Ils constituent, selon lui, un levier essentiel pour mobiliser des investissements privés, combler le déficit de financement des infrastructures et bénéficier de l’expertise ainsi que de la capacité d’innovation du secteur privé.

Il a également, affirmé que le cadre juridique s’est amélioré ces dernières années afin de devenir plus attractif et plus opérationnel, tout en insistant sur la nécessité d’une gouvernance rigoureuse et d’un contrôle strict de la qualité et des délais d’exécution. 

Faible concrétisation des projets d’envergure

Cependant, Abbas a déclaré que l’efficacité réelle des PPP en Tunisie reste en deçà de leur potentiel, de nombreux projets peinant encore à se concrétiser.

Il a mentionné que cette situation s’explique par plusieurs défis majeurs, à commencer par la faible concrétisation des projets d’envergure, malgré l’intérêt affiché pour ce mode de partenariat. 

Les complexités juridiques, techniques et financières inhérentes aux PPP constituent, selon lui, un frein important. 

À cela s’ajoutent, comme il l’a indiqué, des problèmes d’opacité et de manque de visibilité concernant l’exécution des projets, les litiges éventuels et les données financières clés, telles que la valeur ajoutée réelle ou le niveau des investissements. 

Il a aussi mis en garde contre la charge budgétaire potentielle que peuvent représenter certains projets PPP pour l’État, en soulignant la nécessité d’une évaluation financière rigoureuse en amont.

Enfin, il a précisé que la difficulté à assurer un partage équilibré des risques, qu’ils soient commerciaux, juridiques ou politiques, reste l’un des principaux obstacles à l’attractivité de ces partenariats pour les investisseurs privés. 

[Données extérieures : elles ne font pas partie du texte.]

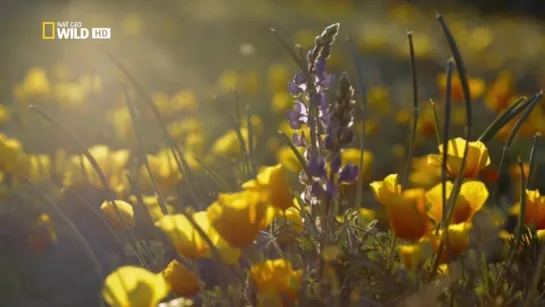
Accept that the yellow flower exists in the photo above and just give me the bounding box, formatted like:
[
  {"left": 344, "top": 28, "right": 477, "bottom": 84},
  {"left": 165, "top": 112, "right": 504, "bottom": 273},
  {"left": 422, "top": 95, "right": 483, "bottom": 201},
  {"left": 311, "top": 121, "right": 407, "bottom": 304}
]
[
  {"left": 409, "top": 157, "right": 441, "bottom": 189},
  {"left": 0, "top": 133, "right": 26, "bottom": 173},
  {"left": 161, "top": 260, "right": 200, "bottom": 297},
  {"left": 102, "top": 266, "right": 170, "bottom": 307},
  {"left": 426, "top": 181, "right": 489, "bottom": 224},
  {"left": 430, "top": 223, "right": 472, "bottom": 262},
  {"left": 218, "top": 70, "right": 240, "bottom": 92},
  {"left": 16, "top": 67, "right": 51, "bottom": 102},
  {"left": 428, "top": 138, "right": 490, "bottom": 178},
  {"left": 170, "top": 90, "right": 197, "bottom": 113},
  {"left": 242, "top": 164, "right": 293, "bottom": 210},
  {"left": 399, "top": 241, "right": 429, "bottom": 272},
  {"left": 129, "top": 195, "right": 174, "bottom": 222},
  {"left": 140, "top": 148, "right": 182, "bottom": 190},
  {"left": 184, "top": 132, "right": 204, "bottom": 155},
  {"left": 151, "top": 92, "right": 172, "bottom": 118},
  {"left": 250, "top": 259, "right": 303, "bottom": 306},
  {"left": 24, "top": 155, "right": 51, "bottom": 181},
  {"left": 167, "top": 117, "right": 202, "bottom": 140},
  {"left": 212, "top": 128, "right": 257, "bottom": 158},
  {"left": 100, "top": 200, "right": 134, "bottom": 229},
  {"left": 52, "top": 82, "right": 87, "bottom": 107},
  {"left": 271, "top": 91, "right": 292, "bottom": 114},
  {"left": 108, "top": 107, "right": 134, "bottom": 140},
  {"left": 65, "top": 145, "right": 130, "bottom": 192},
  {"left": 484, "top": 70, "right": 516, "bottom": 112},
  {"left": 267, "top": 64, "right": 291, "bottom": 93},
  {"left": 370, "top": 174, "right": 431, "bottom": 240},
  {"left": 385, "top": 189, "right": 431, "bottom": 240},
  {"left": 78, "top": 74, "right": 102, "bottom": 93},
  {"left": 121, "top": 13, "right": 144, "bottom": 36},
  {"left": 369, "top": 174, "right": 401, "bottom": 206},
  {"left": 240, "top": 114, "right": 263, "bottom": 136},
  {"left": 276, "top": 145, "right": 305, "bottom": 172},
  {"left": 0, "top": 104, "right": 10, "bottom": 125},
  {"left": 155, "top": 211, "right": 240, "bottom": 264},
  {"left": 437, "top": 73, "right": 486, "bottom": 102},
  {"left": 207, "top": 190, "right": 277, "bottom": 248},
  {"left": 341, "top": 148, "right": 374, "bottom": 179}
]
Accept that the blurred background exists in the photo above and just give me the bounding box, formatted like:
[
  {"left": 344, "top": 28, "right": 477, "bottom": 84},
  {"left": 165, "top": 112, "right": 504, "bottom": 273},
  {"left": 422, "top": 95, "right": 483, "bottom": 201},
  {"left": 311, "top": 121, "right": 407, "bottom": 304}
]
[{"left": 0, "top": 0, "right": 545, "bottom": 306}]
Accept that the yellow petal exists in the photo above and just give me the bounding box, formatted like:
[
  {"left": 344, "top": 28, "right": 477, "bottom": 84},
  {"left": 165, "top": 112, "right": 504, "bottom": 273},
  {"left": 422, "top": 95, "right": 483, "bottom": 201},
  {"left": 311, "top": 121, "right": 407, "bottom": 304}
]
[{"left": 102, "top": 266, "right": 170, "bottom": 307}]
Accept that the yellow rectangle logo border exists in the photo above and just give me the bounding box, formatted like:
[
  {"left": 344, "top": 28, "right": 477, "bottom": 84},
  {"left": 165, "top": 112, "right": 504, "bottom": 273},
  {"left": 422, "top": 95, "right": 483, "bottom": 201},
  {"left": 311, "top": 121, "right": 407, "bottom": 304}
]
[{"left": 42, "top": 21, "right": 55, "bottom": 39}]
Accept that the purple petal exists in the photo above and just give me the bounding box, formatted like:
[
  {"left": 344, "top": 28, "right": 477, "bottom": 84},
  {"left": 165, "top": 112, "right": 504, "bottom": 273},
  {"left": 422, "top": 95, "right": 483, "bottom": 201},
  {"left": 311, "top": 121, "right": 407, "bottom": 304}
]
[
  {"left": 315, "top": 58, "right": 326, "bottom": 81},
  {"left": 293, "top": 101, "right": 308, "bottom": 115},
  {"left": 324, "top": 134, "right": 335, "bottom": 150},
  {"left": 288, "top": 81, "right": 301, "bottom": 96},
  {"left": 330, "top": 154, "right": 342, "bottom": 174},
  {"left": 320, "top": 74, "right": 335, "bottom": 88},
  {"left": 293, "top": 72, "right": 306, "bottom": 86},
  {"left": 324, "top": 179, "right": 337, "bottom": 196},
  {"left": 308, "top": 156, "right": 326, "bottom": 178},
  {"left": 339, "top": 163, "right": 358, "bottom": 183},
  {"left": 310, "top": 182, "right": 324, "bottom": 197},
  {"left": 292, "top": 132, "right": 307, "bottom": 147}
]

À la lumière de fortes contraintes budgétaires et un niveau d’endettement élevé, Abbas Jellali a affirmé que les PPP peuvent néanmoins jouer un rôle stratégique en tant que mode de financement alternatif pour les projets de développement, à condition d’être encadrés par une gestion rigoureuse. 

Il a expliqué que le principal avantage des PPP réside dans leur capacité à permettre le lancement de projets d’infrastructure d’envergure sans exiger un décaissement immédiat et massif de fonds publics.

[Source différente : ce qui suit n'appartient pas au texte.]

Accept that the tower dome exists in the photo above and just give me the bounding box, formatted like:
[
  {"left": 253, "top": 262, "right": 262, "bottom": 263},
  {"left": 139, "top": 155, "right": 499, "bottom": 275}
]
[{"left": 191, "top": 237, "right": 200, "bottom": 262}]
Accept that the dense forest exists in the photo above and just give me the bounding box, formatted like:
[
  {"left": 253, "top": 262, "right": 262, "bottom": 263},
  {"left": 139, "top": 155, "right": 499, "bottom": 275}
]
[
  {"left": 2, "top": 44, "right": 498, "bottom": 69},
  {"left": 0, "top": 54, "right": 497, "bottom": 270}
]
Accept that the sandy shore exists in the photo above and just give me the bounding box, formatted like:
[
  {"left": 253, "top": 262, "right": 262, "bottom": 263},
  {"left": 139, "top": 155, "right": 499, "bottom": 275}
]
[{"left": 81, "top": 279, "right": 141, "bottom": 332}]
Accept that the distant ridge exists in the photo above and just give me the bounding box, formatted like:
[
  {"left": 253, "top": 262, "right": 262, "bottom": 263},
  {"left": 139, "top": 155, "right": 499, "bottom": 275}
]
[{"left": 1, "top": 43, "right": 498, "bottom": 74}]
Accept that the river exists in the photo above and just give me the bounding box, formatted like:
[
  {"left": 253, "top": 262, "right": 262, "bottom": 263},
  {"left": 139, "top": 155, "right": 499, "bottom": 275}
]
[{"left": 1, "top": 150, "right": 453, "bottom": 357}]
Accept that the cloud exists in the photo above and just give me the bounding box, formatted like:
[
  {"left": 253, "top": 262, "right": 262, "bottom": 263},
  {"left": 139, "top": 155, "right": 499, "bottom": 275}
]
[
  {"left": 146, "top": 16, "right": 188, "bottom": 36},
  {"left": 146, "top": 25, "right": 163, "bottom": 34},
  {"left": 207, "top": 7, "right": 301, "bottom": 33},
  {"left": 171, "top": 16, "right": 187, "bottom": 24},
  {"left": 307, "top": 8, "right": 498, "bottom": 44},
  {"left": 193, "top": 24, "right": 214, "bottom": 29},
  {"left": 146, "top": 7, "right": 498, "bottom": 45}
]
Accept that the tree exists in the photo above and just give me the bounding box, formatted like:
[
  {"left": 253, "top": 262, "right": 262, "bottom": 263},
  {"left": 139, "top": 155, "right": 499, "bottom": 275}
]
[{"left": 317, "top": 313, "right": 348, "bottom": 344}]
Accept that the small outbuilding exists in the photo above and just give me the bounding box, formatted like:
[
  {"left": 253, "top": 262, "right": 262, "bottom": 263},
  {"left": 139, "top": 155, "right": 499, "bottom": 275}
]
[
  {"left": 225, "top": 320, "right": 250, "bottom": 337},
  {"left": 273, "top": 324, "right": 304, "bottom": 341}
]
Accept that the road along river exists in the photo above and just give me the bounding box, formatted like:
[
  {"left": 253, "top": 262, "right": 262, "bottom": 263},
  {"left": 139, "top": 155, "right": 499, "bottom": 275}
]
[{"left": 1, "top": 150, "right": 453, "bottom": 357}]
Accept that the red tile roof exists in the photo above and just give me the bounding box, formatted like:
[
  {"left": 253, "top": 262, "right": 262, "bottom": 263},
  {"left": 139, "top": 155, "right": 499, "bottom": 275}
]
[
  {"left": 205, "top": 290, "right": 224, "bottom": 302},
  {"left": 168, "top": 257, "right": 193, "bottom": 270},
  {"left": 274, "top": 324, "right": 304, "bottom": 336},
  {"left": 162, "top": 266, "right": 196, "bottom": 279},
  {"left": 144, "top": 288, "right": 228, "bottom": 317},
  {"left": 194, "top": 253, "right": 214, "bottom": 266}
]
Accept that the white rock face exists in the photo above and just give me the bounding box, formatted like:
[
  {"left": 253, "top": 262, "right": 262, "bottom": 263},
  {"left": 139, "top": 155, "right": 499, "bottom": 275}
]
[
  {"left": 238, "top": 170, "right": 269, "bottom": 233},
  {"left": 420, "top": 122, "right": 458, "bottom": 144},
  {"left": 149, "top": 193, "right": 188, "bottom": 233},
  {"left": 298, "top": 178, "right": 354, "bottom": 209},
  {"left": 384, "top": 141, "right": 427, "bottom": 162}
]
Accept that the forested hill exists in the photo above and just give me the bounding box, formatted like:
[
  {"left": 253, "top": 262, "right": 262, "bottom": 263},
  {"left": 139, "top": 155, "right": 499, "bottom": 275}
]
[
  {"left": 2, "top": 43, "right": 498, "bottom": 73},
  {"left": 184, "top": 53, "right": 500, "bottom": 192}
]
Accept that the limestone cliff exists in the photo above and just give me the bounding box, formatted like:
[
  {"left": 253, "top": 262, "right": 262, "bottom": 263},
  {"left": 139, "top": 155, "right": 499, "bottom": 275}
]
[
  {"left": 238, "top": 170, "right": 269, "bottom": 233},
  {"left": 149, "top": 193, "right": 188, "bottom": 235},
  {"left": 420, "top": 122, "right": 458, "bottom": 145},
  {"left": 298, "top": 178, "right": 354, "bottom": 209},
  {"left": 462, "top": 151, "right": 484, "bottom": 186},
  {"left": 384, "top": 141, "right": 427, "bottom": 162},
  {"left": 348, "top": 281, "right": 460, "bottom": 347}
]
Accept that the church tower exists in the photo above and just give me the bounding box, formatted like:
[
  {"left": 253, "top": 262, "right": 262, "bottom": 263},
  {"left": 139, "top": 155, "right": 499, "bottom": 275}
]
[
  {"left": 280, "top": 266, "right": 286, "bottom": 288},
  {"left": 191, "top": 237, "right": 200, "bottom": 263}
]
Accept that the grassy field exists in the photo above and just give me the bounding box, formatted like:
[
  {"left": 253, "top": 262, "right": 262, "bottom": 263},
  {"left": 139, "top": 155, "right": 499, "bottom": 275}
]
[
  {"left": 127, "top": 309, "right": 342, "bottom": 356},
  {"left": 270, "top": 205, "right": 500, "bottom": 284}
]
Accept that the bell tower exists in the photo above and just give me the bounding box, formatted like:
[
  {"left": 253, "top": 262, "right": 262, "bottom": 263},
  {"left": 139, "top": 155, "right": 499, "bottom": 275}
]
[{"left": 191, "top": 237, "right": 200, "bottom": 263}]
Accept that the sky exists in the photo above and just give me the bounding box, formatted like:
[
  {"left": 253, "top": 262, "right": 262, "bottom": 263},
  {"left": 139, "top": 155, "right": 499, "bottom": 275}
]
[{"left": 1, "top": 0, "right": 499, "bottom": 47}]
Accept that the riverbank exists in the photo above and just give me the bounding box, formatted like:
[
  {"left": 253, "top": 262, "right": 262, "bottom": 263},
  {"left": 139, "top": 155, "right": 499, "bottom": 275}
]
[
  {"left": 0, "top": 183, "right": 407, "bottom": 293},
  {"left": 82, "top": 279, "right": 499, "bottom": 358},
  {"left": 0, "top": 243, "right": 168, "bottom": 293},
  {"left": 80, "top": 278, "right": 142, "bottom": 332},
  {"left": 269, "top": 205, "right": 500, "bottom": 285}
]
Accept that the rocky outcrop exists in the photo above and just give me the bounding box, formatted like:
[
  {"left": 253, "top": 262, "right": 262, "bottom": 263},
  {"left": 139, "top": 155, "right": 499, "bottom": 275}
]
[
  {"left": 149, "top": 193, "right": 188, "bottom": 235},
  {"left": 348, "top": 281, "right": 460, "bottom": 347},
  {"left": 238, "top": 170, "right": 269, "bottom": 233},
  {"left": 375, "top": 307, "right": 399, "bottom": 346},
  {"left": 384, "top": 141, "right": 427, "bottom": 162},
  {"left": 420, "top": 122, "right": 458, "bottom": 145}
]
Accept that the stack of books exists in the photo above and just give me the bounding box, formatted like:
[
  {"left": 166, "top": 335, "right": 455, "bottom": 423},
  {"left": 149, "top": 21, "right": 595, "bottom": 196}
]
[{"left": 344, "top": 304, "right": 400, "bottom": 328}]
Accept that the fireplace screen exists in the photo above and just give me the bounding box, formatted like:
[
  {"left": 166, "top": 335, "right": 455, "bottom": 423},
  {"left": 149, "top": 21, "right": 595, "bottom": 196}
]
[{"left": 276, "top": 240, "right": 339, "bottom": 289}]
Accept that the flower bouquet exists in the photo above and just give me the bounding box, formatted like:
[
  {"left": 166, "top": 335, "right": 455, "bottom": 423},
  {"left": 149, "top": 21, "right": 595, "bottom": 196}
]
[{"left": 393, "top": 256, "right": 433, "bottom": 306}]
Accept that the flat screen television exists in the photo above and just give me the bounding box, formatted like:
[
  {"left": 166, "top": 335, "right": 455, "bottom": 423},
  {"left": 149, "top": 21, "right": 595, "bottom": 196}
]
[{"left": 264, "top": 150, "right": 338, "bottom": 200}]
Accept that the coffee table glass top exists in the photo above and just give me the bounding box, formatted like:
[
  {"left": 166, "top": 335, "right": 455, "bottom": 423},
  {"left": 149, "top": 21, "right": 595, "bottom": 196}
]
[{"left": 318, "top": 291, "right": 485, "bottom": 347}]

À travers la mobilisation de capitaux privés, le partenaire privé assure le financement de la conception et de la construction initiales, ce qui réduit la pression sur le budget d’investissement public et les capacités d’emprunt de l’Etat. 

Jellali a également souligné l’importance du lissage des dépenses dans le temps, les paiements étant étalés sur la durée du contrat souvent comprise entre 20 et 30 ans, une fois l’infrastructure opérationnelle.

Cette approche permet de prendre en compte le coût global du cycle de vie du projet. Il a ajouté que le transfert partiel des risques vers le partenaire privé favorise une meilleure maîtrise des délais, des coûts et de la maintenance, contribuant ainsi à une efficacité accrue sur le long terme. 

Des conditions essentielles

En outre, il a précisé que les PPP offrent au secteur public un accès à l’expertise, aux technologies et à l’innovation du secteur privé, notamment dans des domaines prioritaires tels que l’énergie, l’eau et l’assainissement, conformément aux orientations du plan de développement tunisien. 

Toutefois, il a insisté sur plusieurs conditions essentielles de réussite dans le contexte tunisien.

Il a évoqué la nécessité d’une évaluation préalable approfondie afin de déterminer la pertinence du recours au PPP par rapport aux modes classiques de réalisation, en s’appuyant sur une analyse coûts et avantages et sur l’impact budgétaire à long terme.

Il a par ailleurs insisté sur l’importance de la transparence et d’une gouvernance solide pour assurer le suivi des projets et prévenir toute opacité. 

Enfin, il a souligné que des contrats bien structurés doivent garantir un partage équilibré des risques et que l’Igppp doit bénéficier d’un renforcement institutionnel, tant en ressources humaines qu’en moyens de contrôle et de suivi. 

Abbas Jellali a déclaré que les PPP ne doivent pas être perçus comme un moyen d’échapper aux contraintes budgétaires, puisque l’engagement financier de l’Etat demeure à terme.

Ils constituent toutefois, selon lui, un outil stratégique pour étaler la charge financière, mobiliser des capitaux privés et accélérer la réalisation d’infrastructures essentielles au développement économique et social de la Tunisie.